Milksharing advocates dispute that human milk is a scarce resource, saying instead it is a renewable, sustainable resource. They say mothers were dumping milk down the drain before milksharing started to thrive thanks to social networking. But will human milk remain abundantly available for babies if mothers are offered financial incentives to donate for stem cell harvesting?

Why does Margaret Atwood's Handmaid's Tale keep flitting through my mind as I think about the ethics of harvesting breast milk from Twenty-Something moms in order to treat heart disease and diabetes - preventable, lifestyle illnesses that are about to swamp our healthcare system as the Baby Boomers age?

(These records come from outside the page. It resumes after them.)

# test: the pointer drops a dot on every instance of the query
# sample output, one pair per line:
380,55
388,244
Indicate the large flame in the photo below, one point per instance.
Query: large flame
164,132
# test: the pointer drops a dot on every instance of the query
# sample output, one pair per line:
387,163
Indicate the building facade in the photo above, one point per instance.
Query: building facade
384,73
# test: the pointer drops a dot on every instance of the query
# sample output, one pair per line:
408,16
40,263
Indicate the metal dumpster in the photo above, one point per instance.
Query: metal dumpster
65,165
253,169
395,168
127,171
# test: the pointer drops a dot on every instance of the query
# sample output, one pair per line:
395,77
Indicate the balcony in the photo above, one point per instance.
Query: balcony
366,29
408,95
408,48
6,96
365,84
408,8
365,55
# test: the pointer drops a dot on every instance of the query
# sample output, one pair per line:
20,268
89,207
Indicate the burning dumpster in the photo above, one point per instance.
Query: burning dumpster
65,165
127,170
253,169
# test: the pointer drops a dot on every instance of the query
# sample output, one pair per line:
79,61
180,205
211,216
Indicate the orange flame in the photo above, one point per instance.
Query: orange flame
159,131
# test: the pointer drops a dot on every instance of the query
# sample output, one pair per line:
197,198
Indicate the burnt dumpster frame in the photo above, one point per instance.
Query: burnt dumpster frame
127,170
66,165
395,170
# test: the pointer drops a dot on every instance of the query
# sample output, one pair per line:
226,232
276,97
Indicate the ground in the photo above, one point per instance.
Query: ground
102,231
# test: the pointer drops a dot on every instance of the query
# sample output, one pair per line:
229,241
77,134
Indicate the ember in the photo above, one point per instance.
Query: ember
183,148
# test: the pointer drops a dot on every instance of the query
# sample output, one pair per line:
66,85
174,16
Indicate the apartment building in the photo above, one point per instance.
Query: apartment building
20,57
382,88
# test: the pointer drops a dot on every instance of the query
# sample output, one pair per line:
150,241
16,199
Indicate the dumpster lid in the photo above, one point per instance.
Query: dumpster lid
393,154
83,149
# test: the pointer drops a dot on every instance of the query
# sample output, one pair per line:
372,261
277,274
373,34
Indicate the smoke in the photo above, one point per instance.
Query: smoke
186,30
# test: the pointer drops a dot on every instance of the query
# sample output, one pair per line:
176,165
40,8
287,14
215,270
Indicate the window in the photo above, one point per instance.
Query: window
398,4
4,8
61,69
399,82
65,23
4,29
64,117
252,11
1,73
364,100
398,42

Sourcing stem cells from breast milk - Foteini Hassiotou › Meet a Scientist (ABC Science):
Stem cells discovered in human milk can turn into any kind of tissue, explains Dr Foteini Hassiotou.
By Abbie Thomas
Dr Foteini Hassiotou (University of Western Australia)

A solution to the ethical dilemma of using human embryonic stem cells to treat human diseases could be staring us in the face.
Five years ago, Dr Foteini Hassiotou was part of a research team, the Hartmann Human Lactation Research Group at the University of Western Australia, which discovered that human breast milk contains what appear to be stem cells. These cells can potentially turn into many different types of cells, and offer staggering potential for treating a huge range of human diseases....
*Note: This post builds on a blog post written in November 2011 about Medela's funding of this breastmilk/stem cell research, and was edited in November 2012 to make explicit Medela's involvement in funding this research.